After watching The Sixth Sense and Memento, films which I believe try to be realistically convincing through their styles, I have come to terms with Barton Fink. Unlike the narratives of Memento and The Sixth Sense, which force the reader to rewatch or construct a convoulted fabula, Barton Fink is a style that requires the veiwer to watch without cynicism. After reading some of Leslie’s post the other day about Barton Fink, she states that people should understand what visual style they are watching within the first twenty minutes, and I agree with this comment. If one sits down to watch Barton Fink without some suspension of belief that certain scenes (John Goodman’s fire hall scene) are not physically possible, then some of the visual and emotional effects of the film are lost. One cannot watch Barton Fink with the same mindset as Memento or Sixth Sense, which require intense cooperation from the veiwer. Rather, the Cohn brothers want the veiwer to enjoy the narrative of Barton Fink, eventhough, there are exagerations and important information which is never exposed (is there a head in the box?).

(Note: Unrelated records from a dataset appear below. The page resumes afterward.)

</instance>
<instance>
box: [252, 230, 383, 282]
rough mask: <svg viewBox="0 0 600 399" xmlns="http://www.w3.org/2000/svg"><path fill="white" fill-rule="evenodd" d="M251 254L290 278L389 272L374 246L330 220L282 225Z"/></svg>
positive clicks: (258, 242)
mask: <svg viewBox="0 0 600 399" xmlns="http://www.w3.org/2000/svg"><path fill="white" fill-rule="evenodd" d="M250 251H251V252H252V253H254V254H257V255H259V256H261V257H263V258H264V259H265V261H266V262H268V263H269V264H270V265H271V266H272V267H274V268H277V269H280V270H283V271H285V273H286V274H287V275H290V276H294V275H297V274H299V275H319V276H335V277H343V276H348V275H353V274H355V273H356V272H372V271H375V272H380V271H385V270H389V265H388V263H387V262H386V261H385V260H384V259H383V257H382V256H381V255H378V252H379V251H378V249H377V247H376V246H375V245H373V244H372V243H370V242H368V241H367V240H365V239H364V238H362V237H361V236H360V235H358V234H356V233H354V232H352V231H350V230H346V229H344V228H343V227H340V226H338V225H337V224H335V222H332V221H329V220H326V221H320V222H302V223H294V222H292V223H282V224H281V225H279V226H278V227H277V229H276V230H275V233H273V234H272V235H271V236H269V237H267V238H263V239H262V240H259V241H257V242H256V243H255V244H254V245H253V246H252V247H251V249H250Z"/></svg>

I came to this conclusion after watching the film Forrest Gump the other day at my friend’s house. As soon as the movie started, all I could think about were the inexpicable accomplishments that Tom Hanks overcame and how they related to Barton Fink. One of the most obvious exaggerated scenes in Barton Fink has to be the hallway scene where John Goodman guns down to policemen. Not only does Goodman arrive in a fiery elevator, but as he runs down the hallway, the blaze moves simultaneously with his strides. This scene would be fighting terms for the meticulous veiwer because it does not seem real, it is too much of a coincidence. However, if that did not seem rediculous, then Goodman retires to his room after conversing with Fink, and the hotel is still on fire. Did he stay the night? How did Fink get out if the elevator was on fire? This type of scene mimics how Tom Hanks is able to become the first, mentally disabled, Division 1 football All American. I mean, come on, the scene where Gump takes a Rainman type left toward the sideline while returning a kickoff, before taking a Rainman type right to score a touchdown, does not resemble any of the football games I have ever seen. However, it adds to the tone and style of the movie. Similar to Barton Fink, the idea behind the narration is that narrators are going to tell a story that is entertaining, and may seem far fetched for the realist.  My new mindset is more open to Barton Fink because I have realized how the exaggerations add to the flavor or style of the film. I can feel John Goodman’s rage, and I can feel Fink’s anxiety when he wakes up next to the dead body of the woman he seduced the night before; how did this happen? However, who cares, it happened. Coming back to Leslie’s point, it is the mindset that allows one to perceive and enjoy the true nature of a film.